Just started playing around with ANTLR and trying to understand an error message I'm getting when attempting to parse erroneous input. This is my (simple) grammar:

grammar Playground;

stmtList: (expr EOS)+;
expr:
IDENTIFIER ('!' | '^') IDENTIFIER
| expr ('*' | '/') expr
| expr ('+' | '-') expr
| INT
| IDENTIFIER;

MAKE: 'make';
INT: '0' | [1-9] [0-9]*;
IDENTIFIER: [a-zA-Z0-9]+;
EQUAL: '='; // Dummy token that can be recognised
EOS: '\r'? '\n';
WS: [ \t\n\r]+ -> skip;

This is the text I'm attempting to parse:

blah=blah

Again, I know this text does not match the grammar defined. The error I'm getting is as follows:

line 1:4 mismatched input '=' expecting {'*', '/', '+', '-', EOS}

My question is - how come the expected set of tokens ANTLR recommends does not include tokens like '!' and '^' which are also defined in the first alternative of the expr rule? I feel like I'm missing some fundamental knowledge here. Any help is appreciated!

My expectation was to see an error message that looked like this:

line 1:4 mismatched input '=' expecting {'!', '^', '*', '/', '+', '-', EOS}

with the '!' and '^' tokens included in the expected set of tokens.

I'm reading The Definitive ANTLR 4 Reference at the moment, and I've also tried generating the tokens using ANTLR's TestRig.
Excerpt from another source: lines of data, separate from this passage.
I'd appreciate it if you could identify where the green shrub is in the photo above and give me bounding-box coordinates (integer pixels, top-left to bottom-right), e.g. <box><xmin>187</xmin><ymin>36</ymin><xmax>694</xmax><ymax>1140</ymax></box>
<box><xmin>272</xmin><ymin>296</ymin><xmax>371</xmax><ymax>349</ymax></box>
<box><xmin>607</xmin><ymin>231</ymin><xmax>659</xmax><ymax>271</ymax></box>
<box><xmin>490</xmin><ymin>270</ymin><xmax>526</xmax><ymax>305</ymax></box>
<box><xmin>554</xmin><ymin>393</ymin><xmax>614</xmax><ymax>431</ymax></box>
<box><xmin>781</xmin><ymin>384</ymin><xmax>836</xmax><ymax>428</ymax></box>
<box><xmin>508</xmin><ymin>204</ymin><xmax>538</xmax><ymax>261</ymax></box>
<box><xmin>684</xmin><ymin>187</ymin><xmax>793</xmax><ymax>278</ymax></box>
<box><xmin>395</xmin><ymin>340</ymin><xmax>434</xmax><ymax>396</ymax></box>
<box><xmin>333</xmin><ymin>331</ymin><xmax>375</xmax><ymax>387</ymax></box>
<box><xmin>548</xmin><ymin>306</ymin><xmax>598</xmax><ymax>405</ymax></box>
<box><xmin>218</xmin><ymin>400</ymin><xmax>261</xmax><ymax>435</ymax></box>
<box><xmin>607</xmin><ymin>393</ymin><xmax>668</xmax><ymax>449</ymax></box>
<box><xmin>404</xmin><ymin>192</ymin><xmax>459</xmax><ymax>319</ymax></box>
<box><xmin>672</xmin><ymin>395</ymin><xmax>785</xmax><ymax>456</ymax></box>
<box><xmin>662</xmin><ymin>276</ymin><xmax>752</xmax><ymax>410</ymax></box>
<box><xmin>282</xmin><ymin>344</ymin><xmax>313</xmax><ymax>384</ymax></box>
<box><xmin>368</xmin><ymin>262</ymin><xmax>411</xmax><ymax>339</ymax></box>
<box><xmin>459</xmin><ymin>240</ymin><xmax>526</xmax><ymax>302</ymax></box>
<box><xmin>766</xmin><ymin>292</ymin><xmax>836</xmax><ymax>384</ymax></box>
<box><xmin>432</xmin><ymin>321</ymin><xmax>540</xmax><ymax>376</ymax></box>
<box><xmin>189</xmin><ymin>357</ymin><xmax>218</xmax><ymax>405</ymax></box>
Running grun Playground stmtList -tokens on blah=blah gives me the following output:

[@0,0:3='blah',<IDENTIFIER>,1:0]
[@1,4:4='=',<'='>,1:4]
[@2,5:8='blah',<IDENTIFIER>,1:5]
[@3,9:9='\n',<EOS>,1:9]
[@4,10:9='<EOF>',<EOF>,2:0]

ANTLR Version: 4.11.1

Answer 1

This is because you have two alternatives that start with IDENTIFIER in your expr rule. So they can both be matched with your first identifier. And this is what actually happens. The first blah is matched as IDENTIFIER and the parser tries the first alt in expr. This fails because the next token is EQUAL, so it tries the next alt which starts with the left recursive expr rule and does the same attempt again. expr matches IDENTIFIER because of your last alt, so the next step is to match the operators, which all fail. In the end you get the expected tokens for the 2 left recursive alts, because their first part matches:

If you remove the last alt in your expr rule the outcome is as you expect:

because now there is no match of expr with a single IDENTIFIER, so the first alt is what is taken to report the error.